Assim, reforçando, os mais de 44 milhões de brasileiras e brasileiros que tiveram suas condições materiais de vida aprimoradas, não tiveram uma renovação de consciências, que dirá uma nova forma de pensamento. Logo, é como se a melhoria do poder aquisitivo desta nova maioria reforça as formas de pensar típicas do alinhamento ao mundo do capital, em especial na etapa pós-fordista e atravessada pela acumulação flexível. Proporcionalmente, todas e todos trabalhamos mais, estamos mais tempo conectados, atendemos relacionamentos e sociabilidades vinculados ao mundo do trabalho enquanto este segue absurdamente verticalizado, por vezes beirando a tirania sistêmica.
O ideológico não é “super-estrutura” e sim determinante das mudanças sociais
Para a infelicidade geral do pensamento das esquerdas latino-americanas, os últimos quinze anos, marcados pelos giros de tipo centro-esquerda, com governos reformistas ou minimamente redistributivos (como no Brasil), tiveram dois movimentos distintos e contraditórios. Um, foi o de confrontar ao partido da mídia, referencial ideológico do capitalismo, onde o liberalismo oligárquico e anti-latinoamericano opera como difusor das permanentes conspirações por direita. Este confronto de forma direta ou indireta, mais notado na Argentina, Equador e Venezuela, termina sendo positivo para aprofundar a democracia enraizada em nossas sociedades, não deixando que os proprietários de meios de comunicação e porta-vozes da publicidade (propaganda capitalista na forma de mercadoria simbólica) reinassem sozinhos como definidores da “consciência coletiva”.
A outra medida, onde são constituídos novos meios de comunicação e um conjunto de regras, como na Lei de Meios da Argentina ou a equivalente venezuelana, em geral reproduz os piores aspectos de controle e mandonismo vertical dos proprietários de conglomerados de comunicação social. Para desgraça das maiorias no Continente, a grande parte dos agrupamentos de esquerda e mesmo centro-esquerda – incluindo os nacionalismos anti-imperialistas defensores da segunda independência – ainda enxerga a mídia como elemento de propaganda e não como uma esfera geradora de espaço público popular. Ou seja, sem debates de profundidade e aumento de pensamento crítico e capacidade de reação popular – não apenas arregimentação, mas politização libertadora no sentido amplo – disputam-se as massas disponíveis, mas não suas consciências.

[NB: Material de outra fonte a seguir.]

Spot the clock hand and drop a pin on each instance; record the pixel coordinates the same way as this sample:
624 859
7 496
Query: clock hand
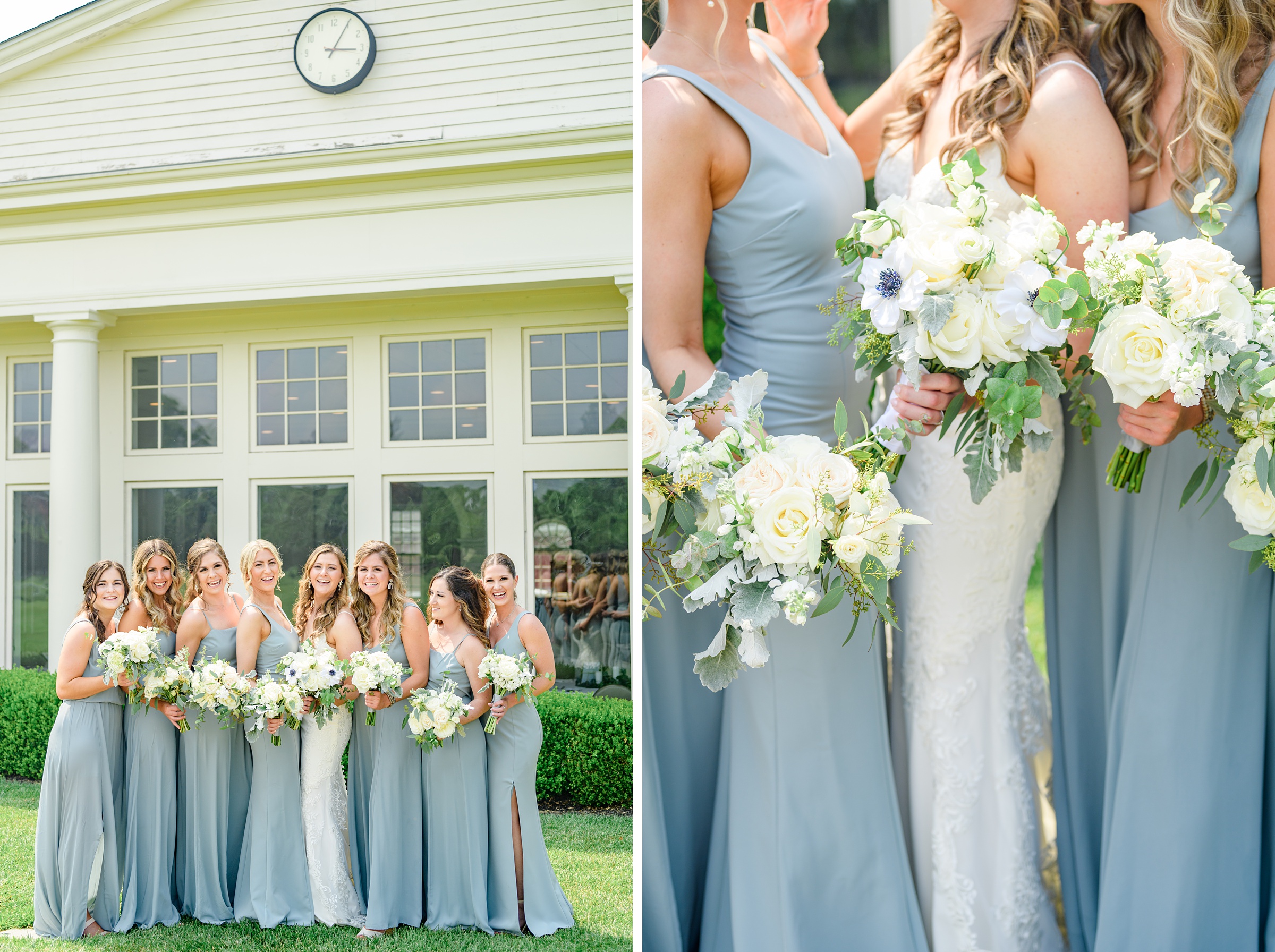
339 36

Os sistemas de mídia refletem o sistema político – em termos gerais – e as relações desiguais e injustas em nossas sociedades latino-americanas (pós-coloniais e de capitalismo liberal-periférico). Logo, se não há um projeto realmente democrático para construir mídias de resistência, com plena democracia interna e posicionamento ideológico evidente na linha editorial sem abrir mão dos critérios básicos do bom jornalismo, simplesmente não temos projeto político algum de longo prazo.
As oligarquias retroalimentam o entreguismo e a adesão subordinada ao Império
No Brasil, o quadro narrado acima é ainda mais complexo. O poder da família Marinho e da Globo – assim como dos Frias, Civitas, Mesquistas e grupos regionais e seus aliados reprodutores e retransmissores estaduais - é fruto tanto da capacidade capitalista desta oligarquia, como da falta de transformações estruturais advindas com os quinze anos do lulismo. Foram várias oportunidades perdidas, além de uma brutal repressão às rádios comunitárias, incluindo o sub aproveitamento das mídias público-estatais, a começar pelo modelo de democracia da TV Brasil/EBC (na origem, ainda quando da conferência anterior a sua fundação), que como sempre, ficou aquém de suas potencialidades. Se fôssemos listar o conjunto de derrotas auto impostas, laudas sem fim teriam de ser reescritas para constatar a escala absurda de reprodução ideológica conservadora através de co-financiamento do governo deposto e reforço do conservadorismo.
Definitivamente, o exercício de governo pelo partido outrora reformista passa bem longe da construção de um poder nacional, que ao menos gere capacidade de resposta popular diante do ataque aos direitos fundantes da Constituição de 1988. Foi justo o oposto, plantando-se – ou ao menos deixando crescer – ideologia individualista e aderida ao Império, de forma sutil e eficiente, preparando o terreno para a manipulação de massas quando da crise política de 2016 e o golpe com apelido de impeachment.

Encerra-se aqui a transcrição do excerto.